The Mark Twain Trail Adventure and Education Visitor’s Center at Angels Camp will be located on Highway 49 in downtown Angels Camp >

Angels Camp, California

In 1865 while down on his luck in San Francisco and having posted bond for a friend who was planning on leaving the City Mark Twain traveled to Angels Camp, California to escape his troubles.  The good folks at the Calaveras Visitors Center take the story of The Celebrated Jumping Frog of Calaveras County from here >

The Celebrated Jumping Frog by Mark Twain – Calaveras Visitors Bureau

“In 1865, Mark Twain (then still known as Samuel Clemens) was a no-name down on his luck 29 year old, fleeing the Civil War raging in the South, deeply in debt, going from newspaper job to newspaper job, with no clue what he wanted to do with his life–something quite uncommon for a man of his age in that era.

After getting fired from what is now known as the San Francisco Chronicle (yet another newspaper job that ended in Twain getting chased out of town), Mark Twain was near his wits end.

With the Gold Rush happening just East of the Bay, it occurred to Twain to reach out to a friend who had a pocket gold mine adventure going on during the tale end of the Gold Rush, in a cabin within horseback riding distance of Angels Camp, CA. Here, Twain hoped he might find enough gold to buy his way out of debt and figure out what he wanted to do with the rest of his life. While he may not have found much that glittered, he certainly struck literary gold.

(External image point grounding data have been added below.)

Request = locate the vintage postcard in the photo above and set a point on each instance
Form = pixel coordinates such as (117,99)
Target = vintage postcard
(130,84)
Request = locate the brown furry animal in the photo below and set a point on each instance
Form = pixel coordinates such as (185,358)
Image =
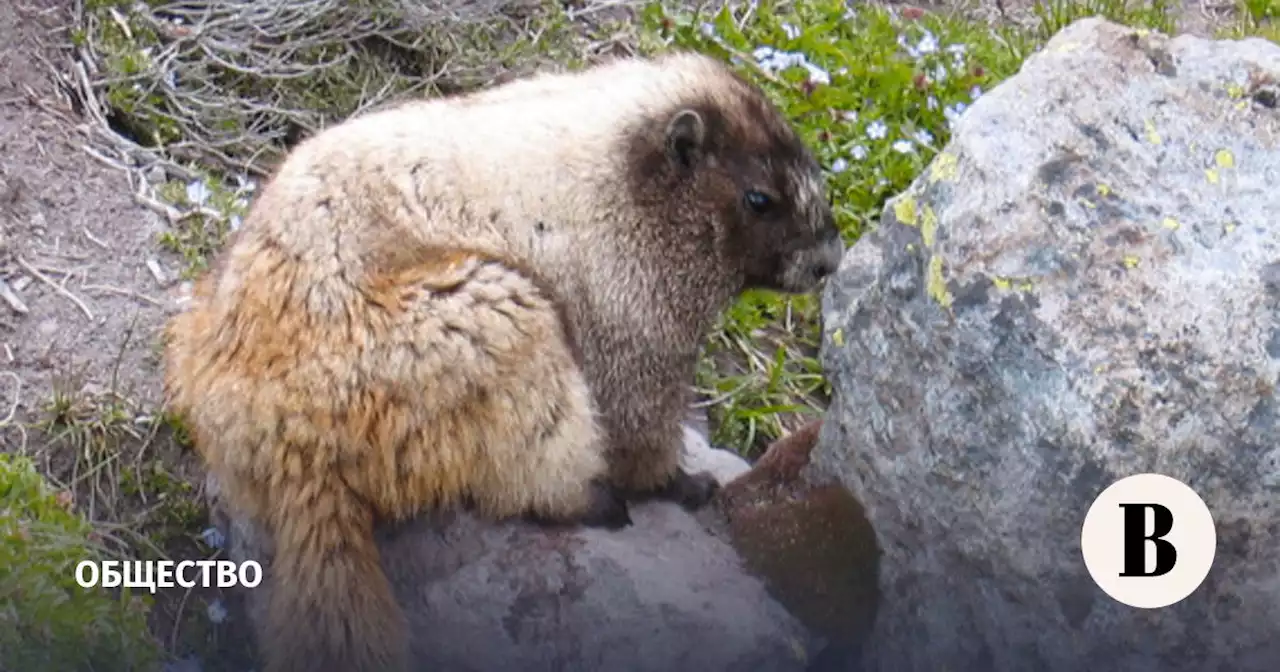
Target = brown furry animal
(492,300)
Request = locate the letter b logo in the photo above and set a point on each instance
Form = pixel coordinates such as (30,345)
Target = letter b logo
(1148,540)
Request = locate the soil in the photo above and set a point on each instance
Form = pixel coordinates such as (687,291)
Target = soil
(80,330)
(80,334)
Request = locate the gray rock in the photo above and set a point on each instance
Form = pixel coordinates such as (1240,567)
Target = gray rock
(666,594)
(1084,286)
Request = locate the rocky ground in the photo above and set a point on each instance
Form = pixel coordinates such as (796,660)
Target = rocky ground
(86,291)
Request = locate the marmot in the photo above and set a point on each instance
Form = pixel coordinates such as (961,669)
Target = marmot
(493,300)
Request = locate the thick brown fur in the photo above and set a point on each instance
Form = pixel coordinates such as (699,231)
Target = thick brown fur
(490,301)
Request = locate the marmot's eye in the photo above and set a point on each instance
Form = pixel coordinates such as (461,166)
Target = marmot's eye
(759,202)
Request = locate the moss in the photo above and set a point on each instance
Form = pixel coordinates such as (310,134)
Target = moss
(46,620)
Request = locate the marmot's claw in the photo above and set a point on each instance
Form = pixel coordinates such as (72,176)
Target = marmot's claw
(690,490)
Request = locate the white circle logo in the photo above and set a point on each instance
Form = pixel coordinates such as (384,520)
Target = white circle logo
(1148,540)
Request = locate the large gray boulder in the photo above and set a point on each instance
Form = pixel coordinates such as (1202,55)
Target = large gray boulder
(1084,286)
(666,594)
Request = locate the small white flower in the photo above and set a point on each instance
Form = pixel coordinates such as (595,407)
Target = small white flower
(197,192)
(877,129)
(216,611)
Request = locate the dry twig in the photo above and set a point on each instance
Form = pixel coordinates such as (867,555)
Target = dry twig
(56,287)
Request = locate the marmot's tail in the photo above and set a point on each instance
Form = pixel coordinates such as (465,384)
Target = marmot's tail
(332,608)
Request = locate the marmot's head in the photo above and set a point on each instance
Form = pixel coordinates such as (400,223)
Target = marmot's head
(722,161)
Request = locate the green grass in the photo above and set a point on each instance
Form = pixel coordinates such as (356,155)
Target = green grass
(873,92)
(46,620)
(874,101)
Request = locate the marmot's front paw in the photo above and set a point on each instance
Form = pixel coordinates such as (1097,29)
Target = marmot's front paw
(607,508)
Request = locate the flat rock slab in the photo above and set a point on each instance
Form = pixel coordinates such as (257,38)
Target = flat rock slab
(1083,286)
(664,594)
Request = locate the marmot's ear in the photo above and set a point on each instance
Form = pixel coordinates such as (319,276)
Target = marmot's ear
(686,133)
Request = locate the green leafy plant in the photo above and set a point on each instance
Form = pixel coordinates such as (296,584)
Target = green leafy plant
(48,621)
(874,92)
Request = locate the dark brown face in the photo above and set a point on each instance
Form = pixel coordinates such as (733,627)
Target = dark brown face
(762,197)
(780,225)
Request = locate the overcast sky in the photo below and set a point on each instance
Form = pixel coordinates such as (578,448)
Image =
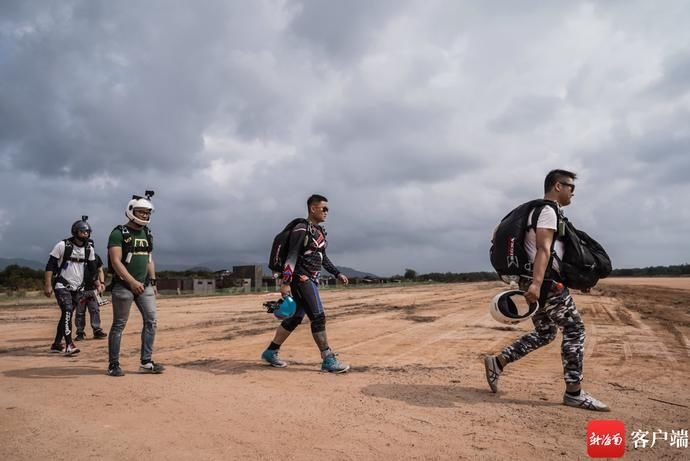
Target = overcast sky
(423,122)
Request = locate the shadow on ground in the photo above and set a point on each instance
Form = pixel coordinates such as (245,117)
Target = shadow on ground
(66,372)
(442,396)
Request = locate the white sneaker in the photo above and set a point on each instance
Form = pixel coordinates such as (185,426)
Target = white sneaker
(585,401)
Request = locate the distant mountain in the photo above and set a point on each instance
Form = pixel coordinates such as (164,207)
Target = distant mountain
(210,265)
(35,265)
(220,265)
(354,273)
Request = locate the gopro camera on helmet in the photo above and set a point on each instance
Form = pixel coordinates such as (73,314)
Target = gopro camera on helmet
(139,202)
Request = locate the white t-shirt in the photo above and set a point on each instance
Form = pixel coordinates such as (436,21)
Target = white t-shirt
(74,272)
(547,220)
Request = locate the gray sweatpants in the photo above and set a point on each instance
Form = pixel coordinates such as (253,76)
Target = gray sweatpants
(122,302)
(90,302)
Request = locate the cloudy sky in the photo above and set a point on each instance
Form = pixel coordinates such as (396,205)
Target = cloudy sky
(423,122)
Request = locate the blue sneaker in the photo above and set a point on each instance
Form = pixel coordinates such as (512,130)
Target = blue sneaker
(272,358)
(333,365)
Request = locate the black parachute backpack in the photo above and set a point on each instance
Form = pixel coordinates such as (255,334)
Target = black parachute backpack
(584,260)
(507,253)
(67,257)
(281,244)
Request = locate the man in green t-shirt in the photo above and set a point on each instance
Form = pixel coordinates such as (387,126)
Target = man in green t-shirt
(130,258)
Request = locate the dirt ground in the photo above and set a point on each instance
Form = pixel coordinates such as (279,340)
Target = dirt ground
(416,389)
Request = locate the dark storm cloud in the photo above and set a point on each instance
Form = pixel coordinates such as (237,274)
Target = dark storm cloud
(422,122)
(341,30)
(526,113)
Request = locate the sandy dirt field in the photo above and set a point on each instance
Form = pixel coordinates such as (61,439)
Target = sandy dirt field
(416,389)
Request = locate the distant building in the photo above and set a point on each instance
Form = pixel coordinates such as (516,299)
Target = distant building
(188,285)
(255,273)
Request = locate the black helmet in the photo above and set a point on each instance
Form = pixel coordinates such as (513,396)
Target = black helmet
(81,226)
(504,309)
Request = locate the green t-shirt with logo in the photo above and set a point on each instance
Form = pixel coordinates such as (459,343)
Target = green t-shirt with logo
(138,265)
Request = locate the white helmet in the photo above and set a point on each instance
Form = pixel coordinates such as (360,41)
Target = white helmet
(140,202)
(504,309)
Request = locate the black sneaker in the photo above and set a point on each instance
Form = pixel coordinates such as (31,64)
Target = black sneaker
(151,367)
(99,334)
(115,370)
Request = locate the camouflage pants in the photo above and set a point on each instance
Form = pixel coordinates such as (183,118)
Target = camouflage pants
(558,311)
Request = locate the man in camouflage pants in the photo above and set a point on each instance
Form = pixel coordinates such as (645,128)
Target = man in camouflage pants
(557,309)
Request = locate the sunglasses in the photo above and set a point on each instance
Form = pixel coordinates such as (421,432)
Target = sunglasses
(572,186)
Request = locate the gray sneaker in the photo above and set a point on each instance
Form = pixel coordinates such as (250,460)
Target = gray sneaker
(585,401)
(492,372)
(151,367)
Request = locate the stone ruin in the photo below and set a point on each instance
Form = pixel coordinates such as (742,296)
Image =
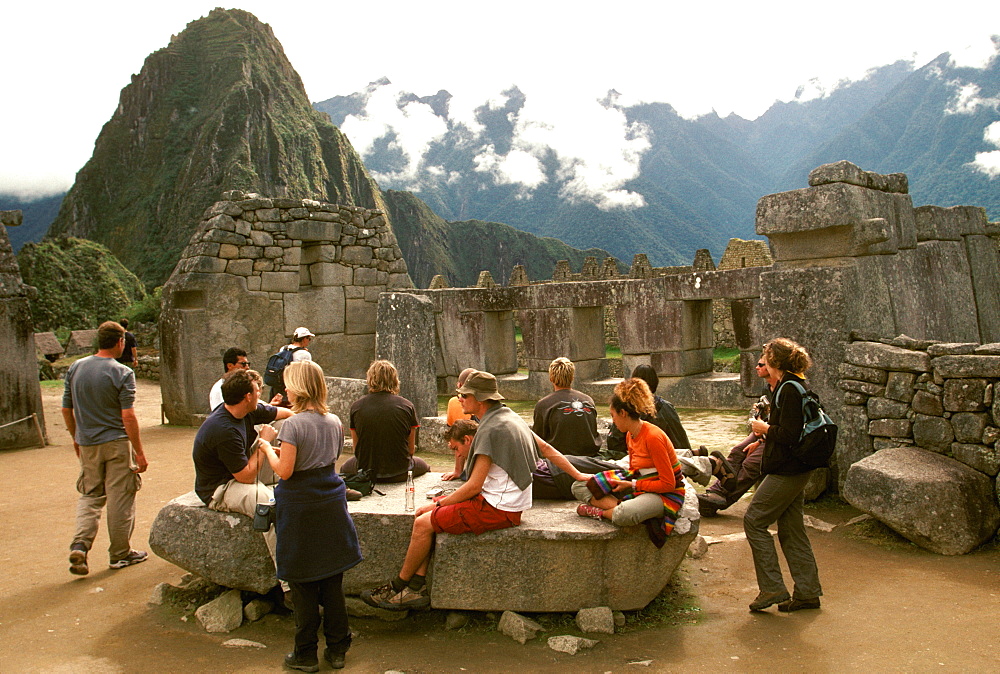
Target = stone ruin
(22,422)
(850,253)
(920,431)
(256,269)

While living in the depths of poverty, with nothing to do but swap stories with locals, being fully immersed in the storytelling world of the Gold Rush, Twain realized he needed to quit fooling around with telling the news and commit to becoming a fulltime fiction writer, something that was considered a very lowly profession at the time. So, after writing a couple of letters of apology to friends and family members, he submitted a story he overheard in a bar in Angels Camp. It was a tale of dastardly duplicity in the mysterious gold country, and involved a wager, a colorful narrator, and a frog.

Nearly as soon as it was written, this short story went off like a shot heard round the world. The tale flew from paper to paper, with readers eager for any access to life inside the Gold Rush, Mark Twain’s colorful characters and storytelling genius gave a hilarious and memorable glimpse into life as a Gold Rush scoundrel that readers throughout the country and all over the world had been begging for. This happy combination resulted in the first successful work of fiction Mark Twain ever wrote, meaning that the “The Celebrated Jumping Frog of Calaveras County,” launched his career not only nationally, but internationally as well. He was suddenly an overnight internationally beloved rockstar, with towns people the world over, welcoming him wherever he traveled.”